From an arbitrary look, the statistical changes observed coincide with changes in other components that follow the general pattern of reduction in activity, but not uniformly. These minor changes, which were not significantly different from controls, resulted in significant differences between the groups of treated patients, which were most pronounced when glutathione reductase activity was considered; glutathione reductase activity was significantly lower in the carbamazepine group compared to valproate and lamotrigine, but not compared to controls. Therefore, the parameters indicating the composition of antioxidant enzymes considered in this study (activities of antioxidant enzymes of those considered as an antioxidant system: copper-zinc superoxide dismutase, catalase, glutathione peroxidase, and glutathione reductase) were highly significant (expressed as D1 and D2) in canonical discriminant analysis, which indicates a different composition of the antioxidant system as a whole and not as a single component.
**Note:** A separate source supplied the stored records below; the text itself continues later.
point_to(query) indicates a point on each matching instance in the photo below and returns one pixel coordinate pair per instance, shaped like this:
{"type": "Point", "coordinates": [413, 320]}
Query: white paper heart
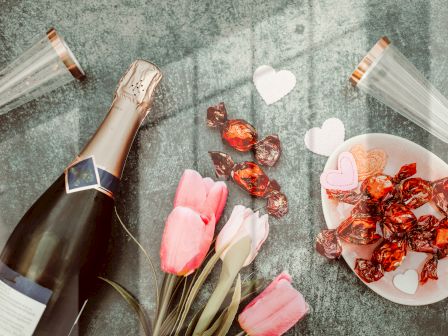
{"type": "Point", "coordinates": [407, 282]}
{"type": "Point", "coordinates": [271, 85]}
{"type": "Point", "coordinates": [345, 177]}
{"type": "Point", "coordinates": [324, 140]}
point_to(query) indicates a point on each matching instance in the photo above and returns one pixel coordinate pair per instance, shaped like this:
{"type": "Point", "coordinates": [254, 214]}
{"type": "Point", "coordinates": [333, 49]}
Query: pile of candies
{"type": "Point", "coordinates": [243, 137]}
{"type": "Point", "coordinates": [388, 202]}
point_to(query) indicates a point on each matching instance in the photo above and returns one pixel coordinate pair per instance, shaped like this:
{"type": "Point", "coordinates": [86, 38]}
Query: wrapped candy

Small, non-significant changes during therapy led to a shift in antioxidant composition after a long treatment period. Thus, carbamazepine appeared to differ substantially from both valproate and lamotrigine, while all groups differed from the controls (Figure 3).
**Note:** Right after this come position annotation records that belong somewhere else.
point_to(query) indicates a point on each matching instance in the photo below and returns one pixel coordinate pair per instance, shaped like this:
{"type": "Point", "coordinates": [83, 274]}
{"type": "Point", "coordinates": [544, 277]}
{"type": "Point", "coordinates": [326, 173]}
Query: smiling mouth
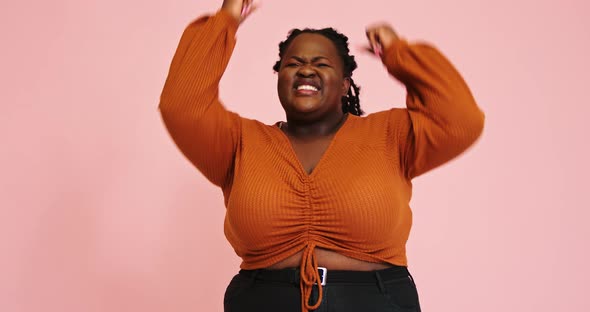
{"type": "Point", "coordinates": [307, 90]}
However, since anti-seizure medications are primarily considered sodium channel blockers, the difference could be due to some additional mechanisms and/or drug metabolism. Valproate is bound to albumin and affects the GABA-ergic and endocrine systems, whereas carbamazepine needs to be converted to epoxide via cytochrome P450 to be bioactive, increasing reactive oxygen species. All three substances are metabolised and excreted by the formation of glucuronide conjugates. Valproate has been reported to reduce glutathione and superoxide dismutase levels in the brain of control rats after 45 days, demonstrating that anti-seizure medications alter the levels of oxidants/antioxidants per se [17]. The same study showed that lamotrigine did not induce significant changes in oxidative/antioxidative balance parameters in the brains of control rats. Considering all these processes, long-term therapy with anti-seizure medications is a factor that affects the balance between oxidants and antioxidants and, thus, the antioxidant defence in different ways, which in turn is reflected in the blood oxidative/antioxidative balance of the blood.
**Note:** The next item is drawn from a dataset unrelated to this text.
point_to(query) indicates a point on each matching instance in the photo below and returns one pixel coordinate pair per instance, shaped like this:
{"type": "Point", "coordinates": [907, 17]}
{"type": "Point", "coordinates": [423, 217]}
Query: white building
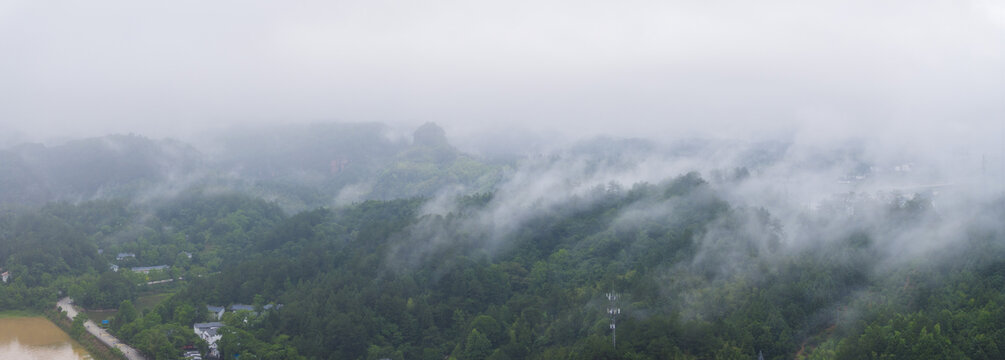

This phenomenon was shown in a study on untreated epileptic children and children receiving monotherapy with valproic acid and carbamazepine for up to 7 and 12 months, respectively [9]. However, some previous results on the effects of anti-seizure medications on antioxidant activity during therapy are contradictory, ranging from a moderate antioxidant effect to an enhancement of the oxidative process [4]. Our results showed that anti-seizure medications reduce antioxidant enzymes, suggesting lower oxidative stress, as shown in previous studies, but various antioxidant parameters were lower [3,18]. The protective effect likely depends on the therapy duration and sampling time. Differences in the design of similar studies should be taken into account, mainly regarding the age of the subjects, the period (a few years or more than ten years) during which they have been taking prescribed medication, the daily doses of these drugs, and whether the control group consisted of healthy subjects or naïve neurological patients.
In one study that analysed five enzymes (including glutathione-S-transferase), the activity of glutathione peroxidase was significantly lower, and the activity of glutathione reductase was considerably higher in patients treated with valproate [19]. Our results also showed an involvement of glutathione reductase activity, which was not significantly different compared to controls, but was significantly different between patients on anti-seizure medications. Consistent with our results, some other authors also found that valproate therapy did not change glutathione peroxidase activity [20]. Prolonged valproate therapy (7–14 years) significantly increased copper-zinc superoxide dismutase activity, contradicting our results. Still, the control group in this study consisted of clinically healthy individuals and not patients [21]. Peker et al. (2009) found that valproate therapy increased serum levels of nitric oxide in epileptic children by about 10% compared to the control group [22]. Karabiber et al. (2004) also showed that nitrite and nitrate levels were significantly higher in epileptic children treated with valproate and carbamazepine [23]. Geronzi et al. (2018) showed that carbamazepine increased the release of ATP and nitric oxide-derived metabolites from erythrocytes into the lumen, leading to an increased nitric oxide pool in the vasculature [24]. Our results confirmed this increase of elevated nitric oxide in the blood serum of patients from the carbamazepine group, which appeared to be one of the common carbamazepine effects.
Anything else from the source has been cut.